Gain Understanding of How Ransomware Can Infect Your University
There are a number of risk factors for ransomware attacks against universities, such as:
- Lack of education and training. Many ransomware attacks begin with phishing or human error. Properly training users can prevent faculty, staff, students and the university as a whole from allowing attackers to gain access.
- Sprawling and complex infrastructure. Organizations will remain targets if they don’t adequately manage and track their increasingly intricate infrastructure. Scanning backup systems and production data for exposures, permissions and configuration issues must be a key pillar of any university’s data protection strategy.
- Lax security policies. Your users have to understand the risk incurred when they click on unverified links, open untrusted email attachments, give out personal data or use unfamiliar USB drives. Emphasize also that they should download only from trusted sites and use a VPN when connected to public Wi-Fi.

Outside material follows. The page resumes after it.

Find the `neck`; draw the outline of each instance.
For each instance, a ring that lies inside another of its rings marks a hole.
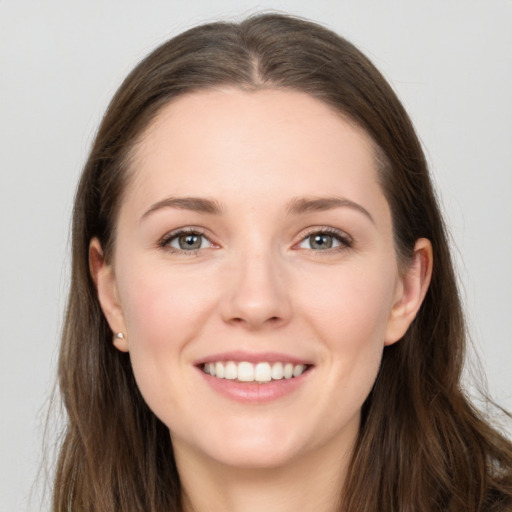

MORE ON EDTECH: Download the checklist you need to build a Defense-in-Depth strategy.
Paying Does Not Guarantee Data Return
The FBI has said it doesn’t advocate paying a ransom in ransomware attacks, in part because that doesn’t guarantee the organization will regain access to its data. In fact, most organizations refuse to pay, but without the ability to fully recover their data, an attack can force them to resort to manual operations for days, weeks and even months.
Comprehensive disaster recovery and business continuity architectures can help assess the risks and potential threats. With a thorough plan in place, universities can continue operations and protect and retain pertinent information. This typically involves a three-pronged approach:
- Prevention: Key preventive measures include time-based immutable snapshots of backup data, multifactor authentication and the ability for security officers to “lock” copies of backup data. This provides an additional layer of defense against ransomware.
- Detection: If an attacker does gain access, sounding the alarm quickly is critical. Backup solutions should employ anomaly detection technology powered by machine learning to determine when the breached file’s data-change rate breaks its usual patterns. If and when this happens, an alert should go out to the IT administrator and to a third-party support team to help contain the attack.
- Recovery: A rapid recovery plan should use recommendations driven by machine learning to identify which data to recover and provide the ability to restore at scale.
MORE ON EDTECH: Learn these tips for preventing ransomware during remote learning.
How to Restore Systems Without Compromising Data
Organizations need backup solutions that limit cyberthreat damage, such as an immutable file system and WORM (write once, read many) storage. These measures are key to bringing organizations back online as quickly as possible.
With so many faculty, staff and students working remotely during the pandemic, ransomware will remain a top security threat. Colleges and universities store huge amounts of sensitive data, making them a major target for attackers.